Sensitivity analysis for finite Markov chains in discrete time
This work addresses uncertainty modeling in Markov chains for applications in fields like operations research or decision theory, representing a non-trivial theoretical extension.
The paper tackles the problem of performing sensitivity analysis for finite Markov chains with uncertain initial and transition probabilities by using credal sets, leading to the definition of imprecise Markov chains. It shows that the time evolution can be efficiently studied using lower and upper expectations, and under unrestrictive conditions, the inferred credal set converges to a uniquely invariant set, generalizing the Perron-Frobenius Theorem.

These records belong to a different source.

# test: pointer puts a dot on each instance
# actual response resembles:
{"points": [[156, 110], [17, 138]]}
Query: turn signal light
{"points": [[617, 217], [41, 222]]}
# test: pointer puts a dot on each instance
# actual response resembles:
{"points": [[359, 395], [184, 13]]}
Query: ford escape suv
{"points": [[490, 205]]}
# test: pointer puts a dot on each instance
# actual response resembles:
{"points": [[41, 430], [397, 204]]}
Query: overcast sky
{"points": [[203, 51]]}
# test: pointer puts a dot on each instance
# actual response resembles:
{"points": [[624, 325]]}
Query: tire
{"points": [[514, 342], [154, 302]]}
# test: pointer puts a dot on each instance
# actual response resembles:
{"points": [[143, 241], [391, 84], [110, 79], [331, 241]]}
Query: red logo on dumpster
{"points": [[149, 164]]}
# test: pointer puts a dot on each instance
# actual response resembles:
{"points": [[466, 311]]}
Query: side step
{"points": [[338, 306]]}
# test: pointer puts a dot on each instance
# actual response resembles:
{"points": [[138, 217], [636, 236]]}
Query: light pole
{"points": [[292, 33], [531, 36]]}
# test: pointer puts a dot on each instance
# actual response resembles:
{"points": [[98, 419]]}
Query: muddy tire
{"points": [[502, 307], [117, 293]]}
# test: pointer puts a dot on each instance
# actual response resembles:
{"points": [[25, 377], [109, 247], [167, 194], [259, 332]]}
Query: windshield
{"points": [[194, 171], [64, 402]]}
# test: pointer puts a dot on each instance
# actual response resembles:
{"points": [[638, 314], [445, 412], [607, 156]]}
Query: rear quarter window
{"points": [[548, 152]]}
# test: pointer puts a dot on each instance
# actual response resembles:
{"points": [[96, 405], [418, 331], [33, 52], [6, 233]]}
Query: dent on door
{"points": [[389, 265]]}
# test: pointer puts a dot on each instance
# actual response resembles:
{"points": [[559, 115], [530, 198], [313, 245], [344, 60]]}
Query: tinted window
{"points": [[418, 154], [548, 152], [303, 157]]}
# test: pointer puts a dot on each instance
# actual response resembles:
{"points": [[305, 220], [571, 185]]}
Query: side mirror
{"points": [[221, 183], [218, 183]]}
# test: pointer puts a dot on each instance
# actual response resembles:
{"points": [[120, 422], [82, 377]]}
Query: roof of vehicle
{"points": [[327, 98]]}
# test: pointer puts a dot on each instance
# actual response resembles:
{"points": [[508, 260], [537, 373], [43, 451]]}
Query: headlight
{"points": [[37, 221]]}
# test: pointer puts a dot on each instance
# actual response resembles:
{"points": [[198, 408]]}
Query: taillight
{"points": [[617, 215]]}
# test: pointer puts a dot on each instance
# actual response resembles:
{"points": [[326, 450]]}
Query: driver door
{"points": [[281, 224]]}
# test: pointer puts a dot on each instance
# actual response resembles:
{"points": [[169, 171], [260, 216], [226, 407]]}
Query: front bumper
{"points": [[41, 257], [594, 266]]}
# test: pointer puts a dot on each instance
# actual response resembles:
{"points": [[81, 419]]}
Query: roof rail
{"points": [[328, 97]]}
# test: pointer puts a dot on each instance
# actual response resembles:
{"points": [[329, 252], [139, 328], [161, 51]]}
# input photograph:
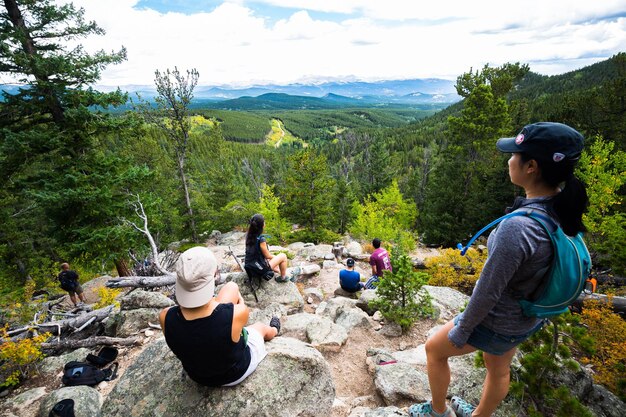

When the initial and transition probabilities of a finite Markov chain in discrete time are not well known, we should perform a sensitivity analysis. This is done by considering as basic uncertainty models the so-called credal sets that these probabilities are known or believed to belong to, and by allowing the probabilities to vary over such sets. This leads to the definition of an imprecise Markov chain. We show that the time evolution of such a system can be studied very efficiently using so-called lower and upper expectations. We also study how the inferred credal set about the state at time n evolves as n->infinity: under quite unrestrictive conditions, it converges to a uniquely invariant credal set, regardless of the credal set given for the initial state. This leads to a non-trivial generalisation of the classical Perron-Frobenius Theorem to imprecise Markov chains.